ふふっと笑って、嬉しそうに頬を染めた彼女が俺の首元に手を回してきた。
(ああ、ちょっとこれは……)
「魔女様、聞いてください」
本能のままに行動したいのは山々だったけど、あとですべてが戻ってしまった状態で二度と口を利いてもらえなかったら耐えられない。
「あなたは惚れ薬をかけられています」
それに、彼女を傷つけるのはもっとも嫌だ。
「ちゃんと解毒薬を持っているので、明日には普通の魔女様に戻ると思います」
男に渡された小瓶を見せると、彼女は瞳を大きく見開き、それを手に取る。
「解毒薬……どうやって……」
一生懸命いろんな角度から眺めるその様子が可愛い。
「香りは本物のようです」
匂いだけでも分かるのかと驚き、眺めながら不思議そうにする彼女を前に続ける。
「彼が独自に作り上げたのか、何処かで手に入れたのか定かではありませんが、後者であれば調べる必要があります。このあとの取り調べで少しずつ判明していくかと思います」
「わかりました。はい」
「え?」
「飲んでください」
突然返されて、唖然とする。
「……魔女様、あなた」
(気づいている……)
朦朧とした瞳の彼女は、正気ではない。
だからこそ、いつもより油断をしてしまっているのだと思う。
「不要です。俺にかけられたものは、もう解かれています」
どこまでなら言えるのか、探りながら言葉を発する。
「それに、今だってこの気持ちが操られたものであるのなら、そのままでいたいです。今が一番、俺にとっては幸せなひとときですから」
「嘘だ……」
「え?」
「あなたを大好きな可愛い方がたくさんいるじゃないですか」
大きな瞳がじわじわと潤んででいく。
「それなのにわたしが好きだって言うのは間違っています」
理性を試されているのなら、今この瞬間なのだと思う。
頬を伝う大きな涙を小さな手で拭って、彼女は声を殺して泣き出したのだ。
「あなたのことは大好きだし、そばにいてほしいけど、幸せにもなってほしい」
「魔女様……」
「もっともっと素敵な人に触れたらわかってしまう……そしたら……あなたは森を出ていくでしょう……そしたらわたし……」
「フローラ!」
思ったよりも大きな声がでてしまい、彼女がビクッとしたため申し訳ないなと思ったが、大切な人にこれ以上は言わせるわけにはいかなかった。
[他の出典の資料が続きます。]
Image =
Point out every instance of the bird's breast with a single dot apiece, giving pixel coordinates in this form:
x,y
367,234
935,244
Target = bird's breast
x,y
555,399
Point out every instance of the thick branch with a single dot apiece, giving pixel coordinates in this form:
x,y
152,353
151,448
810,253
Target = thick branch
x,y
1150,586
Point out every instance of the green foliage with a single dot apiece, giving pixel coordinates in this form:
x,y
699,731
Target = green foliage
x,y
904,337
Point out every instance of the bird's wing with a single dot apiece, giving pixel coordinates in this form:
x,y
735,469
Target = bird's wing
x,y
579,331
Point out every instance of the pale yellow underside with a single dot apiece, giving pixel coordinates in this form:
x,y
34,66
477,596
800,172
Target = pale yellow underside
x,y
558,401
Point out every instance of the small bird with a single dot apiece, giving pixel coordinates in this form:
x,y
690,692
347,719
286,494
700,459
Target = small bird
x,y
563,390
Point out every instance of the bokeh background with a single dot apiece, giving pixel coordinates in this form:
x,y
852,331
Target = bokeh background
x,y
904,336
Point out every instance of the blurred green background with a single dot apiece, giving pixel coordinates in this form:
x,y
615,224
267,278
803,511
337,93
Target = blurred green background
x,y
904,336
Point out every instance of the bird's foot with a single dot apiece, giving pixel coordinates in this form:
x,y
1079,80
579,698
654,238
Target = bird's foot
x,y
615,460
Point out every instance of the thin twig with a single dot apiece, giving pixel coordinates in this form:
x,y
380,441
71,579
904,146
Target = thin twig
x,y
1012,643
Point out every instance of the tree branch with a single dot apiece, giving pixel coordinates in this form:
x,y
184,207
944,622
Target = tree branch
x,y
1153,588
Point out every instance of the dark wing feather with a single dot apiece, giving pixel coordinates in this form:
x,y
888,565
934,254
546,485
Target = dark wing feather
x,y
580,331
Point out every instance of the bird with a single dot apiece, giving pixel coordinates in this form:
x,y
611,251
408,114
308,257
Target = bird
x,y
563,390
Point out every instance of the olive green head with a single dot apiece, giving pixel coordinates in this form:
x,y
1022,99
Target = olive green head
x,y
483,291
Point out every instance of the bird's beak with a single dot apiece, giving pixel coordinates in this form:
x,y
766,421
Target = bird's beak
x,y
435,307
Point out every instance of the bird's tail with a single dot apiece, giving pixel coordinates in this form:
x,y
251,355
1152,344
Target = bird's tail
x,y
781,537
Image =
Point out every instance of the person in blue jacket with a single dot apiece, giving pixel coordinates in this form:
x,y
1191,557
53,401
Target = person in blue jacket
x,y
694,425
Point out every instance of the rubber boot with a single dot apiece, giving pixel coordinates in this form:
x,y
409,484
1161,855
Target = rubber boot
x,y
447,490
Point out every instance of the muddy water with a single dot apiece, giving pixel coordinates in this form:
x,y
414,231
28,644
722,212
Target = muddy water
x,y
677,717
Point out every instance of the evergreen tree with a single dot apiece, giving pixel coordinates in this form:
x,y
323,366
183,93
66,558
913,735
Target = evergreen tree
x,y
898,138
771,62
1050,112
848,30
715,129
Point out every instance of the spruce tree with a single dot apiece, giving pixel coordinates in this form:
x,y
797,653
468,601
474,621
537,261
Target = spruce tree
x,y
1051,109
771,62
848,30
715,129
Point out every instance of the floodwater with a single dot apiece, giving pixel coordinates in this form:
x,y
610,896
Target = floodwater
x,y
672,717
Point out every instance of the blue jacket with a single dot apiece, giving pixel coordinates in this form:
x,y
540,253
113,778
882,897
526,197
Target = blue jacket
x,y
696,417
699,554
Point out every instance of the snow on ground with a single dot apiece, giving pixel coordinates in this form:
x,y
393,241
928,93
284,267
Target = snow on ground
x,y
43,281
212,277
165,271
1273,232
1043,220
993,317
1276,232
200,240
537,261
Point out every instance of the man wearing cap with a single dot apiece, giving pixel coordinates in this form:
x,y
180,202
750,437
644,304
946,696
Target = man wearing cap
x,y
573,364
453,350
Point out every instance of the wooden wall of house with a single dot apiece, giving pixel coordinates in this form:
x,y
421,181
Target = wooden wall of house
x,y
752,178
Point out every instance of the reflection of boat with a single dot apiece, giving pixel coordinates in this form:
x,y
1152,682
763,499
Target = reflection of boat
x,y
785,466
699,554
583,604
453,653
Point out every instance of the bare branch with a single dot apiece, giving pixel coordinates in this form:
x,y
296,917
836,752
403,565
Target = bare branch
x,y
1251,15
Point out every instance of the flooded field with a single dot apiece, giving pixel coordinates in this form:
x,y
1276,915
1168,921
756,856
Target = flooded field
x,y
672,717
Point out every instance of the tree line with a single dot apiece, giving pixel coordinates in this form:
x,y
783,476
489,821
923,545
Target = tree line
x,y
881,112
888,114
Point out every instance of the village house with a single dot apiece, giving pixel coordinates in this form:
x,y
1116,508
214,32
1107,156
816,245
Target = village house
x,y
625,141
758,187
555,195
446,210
「他の誰が何と思っていても構わない。でも、あなただけは……あなただけは俺の気持ちを疑わないでください」
あふれる涙は止まることを知らない。
大きな瞳は情けなく弱々しい表情をした男を写している。
「嫌なら殴ってください」
「えっ……」
「口付けます」
今の彼女に判断力が残されていないことを知っていたのに、彼女がぎゅっと目を閉じたのをいいことに俺はその愛おしい人の唇にゆっくり自分の唇を重ねたのだった。